Under The Hood

Sharing socket for fun and profit

Recently I found myself asking the following question: what happens to a connected client when you decide to fork the process and continue to use that client in the child?

An example with a Redis client using the redis-rb library.

require 'redis'
def test
  redis = Redis.new(host: 'localhost', port: 6379)
  redis.set('foo', 'bar')
  pid = Process.fork do
    redis.get('foo')
  end
  Process.wait(pid)
end

I ran this function while running Redis's monitor command, which streams back every command processed by the Redis server:

1594802180.645273 [0 172.25.0.1:36494] "set" "foo" "bar"
1594802180.651845 [0 172.25.0.1:36498] "get" "foo"

It worked. It's interesting to note that the parent and the child are actually using two different sockets because the client ports are different, which implies they are two unique TCP connections to the server. It turns out this is because the Redis client, prior to executing any command, will first perform a safety check -- it will make sure the pid that established the connection is the same pid as the one that's executing the command; and if it detects it is no longer the original process, it will automatically disconnect and re-establish the connection before actually executing the command.

However, Redis client actually has an inherit_socket option, which disable this safety check and allow the child to share a socket with its parent.

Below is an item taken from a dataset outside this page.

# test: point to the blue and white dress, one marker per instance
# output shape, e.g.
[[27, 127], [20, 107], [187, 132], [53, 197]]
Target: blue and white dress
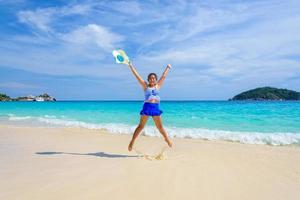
[[149, 108]]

Modified the above example with inherit_socket enabled:

def test
  redis = Redis.new(host: 'localhost', port: 6379, inherit_socket: true)
  redis.set('foo', 'bar')
  pid = Process.fork do
    redis.get('foo')
  end
  Process.wait(pid)
end

This returned:

1594802815.923194 [0 172.25.0.1:37060] "set" "foo" "bar"
1594802815.927888 [0 172.25.0.1:37060] "get" "foo"

They are now sharing the same connection! This may seem enticing because (1) many storage system limit the max number of connections allowed (2) establishing TCP connections are relatively slow and expensive comparing to re-using existing connections (this is why connection pool is popular). Except there is a reason that the inherit_socket is listed under Expert-Mode Option in the redis-rb client doc, with a warning stating "Improper use of inherit_socket will result in corrupted and/or incorrect responses".

To understand what "improper use" consists of, let's first refresh some fundamentals of operating systems and networking.

In operating systems, a fork creates a child process with its own address space but duplicates all the memory segments of the parent. This includes the parent's file descriptor table that maps file descriptors to entries in the open file table.

What does socket have to do with this? A socket in UNIX operating system is a file. And every file has a reference count maintained in the open file table, representing number of descriptors that are currently open and refer to this file. When a process with an open socket descriptor is forked, the reference count is incremented and the socket descriptor is copied. This is what allows parent and child processes to share the same socket (and yes, the socket will only close when both parent and child close their socket descriptors).

Having multiple processes sharing the same socket becomes quite risky when they are running in parallel (which is almost always the case given the main motivation of forking is to introduce parallel processing). Even though the underlying OS socket operations send and recv are atomic, in the case of stream socket, partial message may be sent/received and stored in the socket buffer and get interleaved with the sending/receiving of another process, resulting in data corruption. Most socket libraries are not thread-safe.

So it turns out that it is technically possible for parent and child to share the same socket (and is in fact the default outcome upon forking); but unless the program guarantees no two processes can communicate via the socket at the same time, it is critical to have some sort of interprocess locking mechanism in place.

That said, using a connection pool would make a much, much, much safer option.